Excessive decorations at the White House rile watchdogs every year on the lookout for wasteful government spending. The Obama administration caught some flack a couple of years ago when it upped its Christmas tree total to 54 when some families were still hurting from the economic recession. But newspapers weigh in on the topic every year and, according to the Baltimore Post-Examiner for one, the trees as well as all the decorations around the grounds are donated by groups and individuals through various Friends of the White House organizations.
“It’s the White House,” Patricia said. “Wouldn’t we want the absolute best for the White House? Of course we would. It was well deserved. It’s the people’s house.”
As for the history of it all, that wasn’t lost on Patricia.

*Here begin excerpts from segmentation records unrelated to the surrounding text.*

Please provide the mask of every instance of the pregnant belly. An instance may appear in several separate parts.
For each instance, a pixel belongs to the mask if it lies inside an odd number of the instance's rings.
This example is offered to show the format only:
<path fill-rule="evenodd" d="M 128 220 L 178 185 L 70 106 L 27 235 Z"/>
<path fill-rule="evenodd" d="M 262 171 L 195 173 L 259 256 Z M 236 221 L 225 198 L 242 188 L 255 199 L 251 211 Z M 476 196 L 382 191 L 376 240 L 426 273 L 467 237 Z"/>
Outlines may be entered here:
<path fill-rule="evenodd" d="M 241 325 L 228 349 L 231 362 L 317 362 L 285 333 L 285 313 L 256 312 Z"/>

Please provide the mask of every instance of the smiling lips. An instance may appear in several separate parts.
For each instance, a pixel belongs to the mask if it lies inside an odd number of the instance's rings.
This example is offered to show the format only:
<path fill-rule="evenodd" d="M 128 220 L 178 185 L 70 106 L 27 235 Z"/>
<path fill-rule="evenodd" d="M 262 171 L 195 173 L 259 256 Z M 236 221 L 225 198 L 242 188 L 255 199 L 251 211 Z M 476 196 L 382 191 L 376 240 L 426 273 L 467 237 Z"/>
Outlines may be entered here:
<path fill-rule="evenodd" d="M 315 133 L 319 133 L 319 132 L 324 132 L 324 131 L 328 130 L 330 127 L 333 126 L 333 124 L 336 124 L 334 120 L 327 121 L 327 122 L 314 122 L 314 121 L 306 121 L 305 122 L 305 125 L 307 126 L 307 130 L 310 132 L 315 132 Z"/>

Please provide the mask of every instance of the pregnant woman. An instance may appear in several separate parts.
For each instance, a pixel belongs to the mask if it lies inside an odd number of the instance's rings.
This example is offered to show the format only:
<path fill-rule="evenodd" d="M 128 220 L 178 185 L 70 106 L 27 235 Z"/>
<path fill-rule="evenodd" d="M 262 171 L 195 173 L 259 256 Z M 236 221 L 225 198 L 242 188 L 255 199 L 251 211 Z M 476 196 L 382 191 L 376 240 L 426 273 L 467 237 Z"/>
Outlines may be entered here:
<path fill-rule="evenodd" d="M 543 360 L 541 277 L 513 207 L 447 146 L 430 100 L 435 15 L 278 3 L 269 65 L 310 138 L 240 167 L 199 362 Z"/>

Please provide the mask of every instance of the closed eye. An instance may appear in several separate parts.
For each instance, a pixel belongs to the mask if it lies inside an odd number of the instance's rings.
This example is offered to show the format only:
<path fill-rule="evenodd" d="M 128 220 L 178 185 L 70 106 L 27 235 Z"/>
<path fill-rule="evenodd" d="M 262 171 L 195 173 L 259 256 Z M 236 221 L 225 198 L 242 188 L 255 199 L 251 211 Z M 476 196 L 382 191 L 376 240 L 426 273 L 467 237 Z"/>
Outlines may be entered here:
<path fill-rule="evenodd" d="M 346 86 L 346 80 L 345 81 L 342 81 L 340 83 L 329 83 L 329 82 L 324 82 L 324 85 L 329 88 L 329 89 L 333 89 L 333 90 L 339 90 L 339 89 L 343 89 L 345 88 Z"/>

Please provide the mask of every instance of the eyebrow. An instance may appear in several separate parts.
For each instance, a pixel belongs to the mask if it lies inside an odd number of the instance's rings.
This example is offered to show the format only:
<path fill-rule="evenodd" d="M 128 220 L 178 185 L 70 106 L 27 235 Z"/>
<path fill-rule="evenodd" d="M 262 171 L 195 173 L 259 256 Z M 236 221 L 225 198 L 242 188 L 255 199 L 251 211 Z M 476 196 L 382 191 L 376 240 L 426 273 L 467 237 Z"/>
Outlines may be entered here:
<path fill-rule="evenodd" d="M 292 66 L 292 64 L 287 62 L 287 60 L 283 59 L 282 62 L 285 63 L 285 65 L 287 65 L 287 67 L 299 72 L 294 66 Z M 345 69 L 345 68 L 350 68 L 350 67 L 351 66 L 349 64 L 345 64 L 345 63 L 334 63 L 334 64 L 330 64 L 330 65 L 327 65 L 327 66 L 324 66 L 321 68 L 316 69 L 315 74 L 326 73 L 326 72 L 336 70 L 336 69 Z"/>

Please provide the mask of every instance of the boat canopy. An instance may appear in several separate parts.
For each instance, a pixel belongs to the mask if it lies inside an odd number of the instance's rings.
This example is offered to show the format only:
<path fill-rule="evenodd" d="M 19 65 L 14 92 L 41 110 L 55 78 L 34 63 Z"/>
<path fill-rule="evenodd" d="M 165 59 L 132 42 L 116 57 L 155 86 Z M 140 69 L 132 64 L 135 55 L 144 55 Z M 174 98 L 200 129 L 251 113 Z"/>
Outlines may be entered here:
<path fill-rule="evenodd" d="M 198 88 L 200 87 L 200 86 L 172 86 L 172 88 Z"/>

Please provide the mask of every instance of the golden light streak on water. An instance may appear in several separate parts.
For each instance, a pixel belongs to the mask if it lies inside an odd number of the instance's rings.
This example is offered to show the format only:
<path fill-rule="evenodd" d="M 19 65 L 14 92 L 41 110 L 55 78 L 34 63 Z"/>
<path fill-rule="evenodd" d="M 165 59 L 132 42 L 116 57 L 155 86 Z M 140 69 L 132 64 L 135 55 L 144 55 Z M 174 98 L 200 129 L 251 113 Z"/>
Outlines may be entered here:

She counts Harry Truman as one of the best presidents, Jimmy Carter as an underrated one considering his work after he left office and the civil rights and Vietnam eras as her favorite to teach.
But she took in the paintings of past presidents while in the White House and gawked at China from the Madison Administration. Often overlooked tidbits, the teacher added, were the facts that the original White House burned down in 1812 and President Truman pretty much gutted the place, so it had to be redone after he left office.
Patricia, who made the trip with her husband, Vietnam veteran David Birge, is a big supporter of Obama. A treat was delivering a hand-written note from her grandson to an aide, who said he’d pass the note to the commander in chief. Her grandson dreams of growing up like the president, even attending the same school Obama did, Punahou High School, on Oahu.
Another highlight was saying hello to first lady Michelle Obama, who circled back to smile at Patricia during the volunteer thank you reception at the end of the week after Patricia called out her name.
The food they served the volunteers during the reception wasn’t bad either: hams, oysters on the half shell, you name it.
“I was just blown away,” Patricia said of the whole experience, one that left her unsure if any other capital visit could top it. It was a total honor.”